Per mettersi in regola, si deve denunciare l'assunzione, seguendo la procedura online sul sito dell’Inps, dopo aver ottenuto dall'Ente il necessario Pin. Sarà poi l'Inps stesso, ad inviare al domicilio del datore di lavoro i bollettini di conto corrente, da utilizzare per il versamento dei contributi, che possono anche essere pagati direttamente online.
L'obbligo assicurativo sussiste anche se la colf è già assicurata presso un altro datore di lavoro o per un'altra attività. I versamenti, poi, vanno fatti anche se la colf è già pensionata o è di nazionalità estera.
L'importo dei contributi da versare è rapportato alla retribuzione corrisposta alla lavoratrice e, ovviamente, al numero delle ore di lavoro prestate. Apparentemente l'operazione è assai semplice, salvo qualche piccola avvertenza da seguire. Ecco di che cosa occorre tener conto:
In caso di contratto a tempo determinato, è dovuto un contributo addizionale dell'1,40 per cento, per finanziare l'Aspi.
Gli importi da pagare, per i contratti a tempo indeterminato, sono indicati nella tabella che segue.
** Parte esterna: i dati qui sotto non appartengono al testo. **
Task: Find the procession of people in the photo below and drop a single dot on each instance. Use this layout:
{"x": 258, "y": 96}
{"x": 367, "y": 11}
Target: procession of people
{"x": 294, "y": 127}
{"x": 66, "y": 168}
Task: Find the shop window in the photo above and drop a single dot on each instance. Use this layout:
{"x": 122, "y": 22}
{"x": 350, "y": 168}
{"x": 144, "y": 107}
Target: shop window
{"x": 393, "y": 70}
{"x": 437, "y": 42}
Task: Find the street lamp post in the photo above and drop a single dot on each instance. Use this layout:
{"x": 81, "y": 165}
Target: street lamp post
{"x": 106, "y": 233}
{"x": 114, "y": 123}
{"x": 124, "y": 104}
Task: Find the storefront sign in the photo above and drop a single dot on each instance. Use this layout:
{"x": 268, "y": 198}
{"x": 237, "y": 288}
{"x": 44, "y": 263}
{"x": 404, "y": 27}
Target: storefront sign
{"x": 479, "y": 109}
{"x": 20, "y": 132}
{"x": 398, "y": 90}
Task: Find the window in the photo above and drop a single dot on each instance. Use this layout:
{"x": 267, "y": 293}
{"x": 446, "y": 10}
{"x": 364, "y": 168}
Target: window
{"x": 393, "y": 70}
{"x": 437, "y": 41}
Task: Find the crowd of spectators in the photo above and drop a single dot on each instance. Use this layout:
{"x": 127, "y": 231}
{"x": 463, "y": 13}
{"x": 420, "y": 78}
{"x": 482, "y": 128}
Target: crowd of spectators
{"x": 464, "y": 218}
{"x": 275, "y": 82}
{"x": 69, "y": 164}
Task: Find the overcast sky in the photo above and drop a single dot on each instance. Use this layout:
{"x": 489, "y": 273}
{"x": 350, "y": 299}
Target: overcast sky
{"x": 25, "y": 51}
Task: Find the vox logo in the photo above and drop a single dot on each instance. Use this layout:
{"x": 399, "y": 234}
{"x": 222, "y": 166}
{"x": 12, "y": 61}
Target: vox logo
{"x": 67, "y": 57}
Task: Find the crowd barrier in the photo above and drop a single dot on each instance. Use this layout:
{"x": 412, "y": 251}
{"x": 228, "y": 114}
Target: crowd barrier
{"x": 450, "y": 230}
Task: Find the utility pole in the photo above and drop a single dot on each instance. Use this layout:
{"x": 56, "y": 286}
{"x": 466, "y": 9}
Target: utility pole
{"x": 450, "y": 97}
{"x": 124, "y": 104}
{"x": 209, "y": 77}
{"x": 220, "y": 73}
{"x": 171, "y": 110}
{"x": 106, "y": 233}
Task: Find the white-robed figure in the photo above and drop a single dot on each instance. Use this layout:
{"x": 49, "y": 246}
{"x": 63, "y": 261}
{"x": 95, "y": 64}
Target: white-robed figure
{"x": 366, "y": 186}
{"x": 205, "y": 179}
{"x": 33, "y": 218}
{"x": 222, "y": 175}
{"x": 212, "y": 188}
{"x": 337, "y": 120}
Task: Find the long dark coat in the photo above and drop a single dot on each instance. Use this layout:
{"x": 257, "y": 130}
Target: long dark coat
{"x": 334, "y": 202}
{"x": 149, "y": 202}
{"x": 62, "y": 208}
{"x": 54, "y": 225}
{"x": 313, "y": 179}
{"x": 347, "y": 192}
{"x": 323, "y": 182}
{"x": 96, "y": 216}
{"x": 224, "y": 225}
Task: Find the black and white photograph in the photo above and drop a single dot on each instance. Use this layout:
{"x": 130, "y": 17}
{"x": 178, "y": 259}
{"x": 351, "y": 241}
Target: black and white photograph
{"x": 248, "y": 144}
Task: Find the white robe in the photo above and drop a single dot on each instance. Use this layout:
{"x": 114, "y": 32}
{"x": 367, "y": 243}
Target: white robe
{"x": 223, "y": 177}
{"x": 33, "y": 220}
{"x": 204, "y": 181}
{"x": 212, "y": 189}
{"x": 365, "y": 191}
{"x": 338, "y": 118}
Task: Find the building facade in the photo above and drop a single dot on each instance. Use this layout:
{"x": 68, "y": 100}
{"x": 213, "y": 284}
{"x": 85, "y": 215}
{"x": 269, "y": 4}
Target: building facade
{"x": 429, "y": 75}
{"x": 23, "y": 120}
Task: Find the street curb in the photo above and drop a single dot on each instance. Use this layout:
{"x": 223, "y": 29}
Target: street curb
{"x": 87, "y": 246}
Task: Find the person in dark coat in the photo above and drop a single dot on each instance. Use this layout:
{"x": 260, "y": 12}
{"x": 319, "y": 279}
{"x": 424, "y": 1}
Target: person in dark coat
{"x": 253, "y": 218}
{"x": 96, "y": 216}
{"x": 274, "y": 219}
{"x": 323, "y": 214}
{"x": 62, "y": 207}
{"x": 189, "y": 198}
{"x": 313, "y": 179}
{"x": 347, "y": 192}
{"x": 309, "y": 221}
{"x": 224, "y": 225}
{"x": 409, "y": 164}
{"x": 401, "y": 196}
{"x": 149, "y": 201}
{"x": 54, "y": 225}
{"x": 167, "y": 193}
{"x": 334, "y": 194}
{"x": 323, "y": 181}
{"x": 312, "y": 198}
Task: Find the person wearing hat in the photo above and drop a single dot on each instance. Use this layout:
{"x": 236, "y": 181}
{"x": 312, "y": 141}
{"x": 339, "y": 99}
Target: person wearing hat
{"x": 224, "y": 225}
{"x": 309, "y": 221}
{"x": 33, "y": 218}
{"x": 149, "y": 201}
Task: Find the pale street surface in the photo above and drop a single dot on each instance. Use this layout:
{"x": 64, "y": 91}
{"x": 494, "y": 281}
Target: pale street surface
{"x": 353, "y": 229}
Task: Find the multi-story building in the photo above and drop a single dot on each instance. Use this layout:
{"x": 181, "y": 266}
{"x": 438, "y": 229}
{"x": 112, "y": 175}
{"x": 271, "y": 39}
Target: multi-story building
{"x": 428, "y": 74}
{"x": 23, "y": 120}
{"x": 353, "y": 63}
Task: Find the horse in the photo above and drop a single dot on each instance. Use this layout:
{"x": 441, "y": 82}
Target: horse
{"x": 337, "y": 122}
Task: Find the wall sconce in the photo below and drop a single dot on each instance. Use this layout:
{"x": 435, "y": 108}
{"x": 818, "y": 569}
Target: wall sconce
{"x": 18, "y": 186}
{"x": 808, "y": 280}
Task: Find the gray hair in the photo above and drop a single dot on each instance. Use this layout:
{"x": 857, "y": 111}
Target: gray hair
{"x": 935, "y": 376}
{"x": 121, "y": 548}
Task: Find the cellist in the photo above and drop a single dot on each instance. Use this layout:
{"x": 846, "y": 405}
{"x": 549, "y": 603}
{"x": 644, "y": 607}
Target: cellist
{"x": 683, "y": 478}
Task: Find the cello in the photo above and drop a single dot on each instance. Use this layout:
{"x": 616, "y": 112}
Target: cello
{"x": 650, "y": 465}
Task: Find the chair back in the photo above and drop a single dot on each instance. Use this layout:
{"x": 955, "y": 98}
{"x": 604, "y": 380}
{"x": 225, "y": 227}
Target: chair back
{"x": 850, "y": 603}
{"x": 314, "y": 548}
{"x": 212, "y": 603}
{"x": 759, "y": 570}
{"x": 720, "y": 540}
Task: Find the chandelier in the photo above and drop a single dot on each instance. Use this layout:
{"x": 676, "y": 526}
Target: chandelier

Tra parentesi è indicata la quota a carico del lavoratore.
| Retribuzione effettiva oraria | Contratto a tempo indeterminato | Contratto a tempo determinato | ||
|---|---|---|---|---|
| Con quota assegni familiari | Senza quota assegni familiari* | Con quota assegni familiari | Senza quota assegni familiari* | |
| Fino a euro 7,77 | € 1,37 (0,35) | € 1,38 (0,35) | € 1,47 (0,35) | € 1,48 (0,35) |
| Oltre € 7,774 e fino a € 9,47 | € 1,55 (0,39) | € 1,56 (0,39) | € 1,66 (0,39) | € 1,67 (0,39) |
| Oltre € 9,47 | € 1,89 (0,47) | € 1,90 (0,47) | € 2,02 (0,47) | € 2,03 (0,47) |
| Lavoro superiore a 24 ore settimanali | € 1,00 (0,25) | € 1,00 (0,25) | € 1,07 (0,25) | € 1,07 (0,25) |
*Nota: Il contributo senza la quota degli assegni familiari è dovuto quando il lavoratore è coniuge del datore di lavoro oppure è parente o affine entro il terzo grado e convive con il datore di lavoro
I contributi si versano ogni trimestre:
In favore del lavoratore, l'Inps registra tanti contributi settimanali quante sono le settimane retribuite, purché in ciascuna settimana siano effettuate almeno 24 ore di lavoro. Per la copertura pensionistica, la colf deve lavorare almeno 24 ore alla settimana. Se l'orario effettivamente prestato è inferiore, la maturazione della pensione si allontana in proporzione.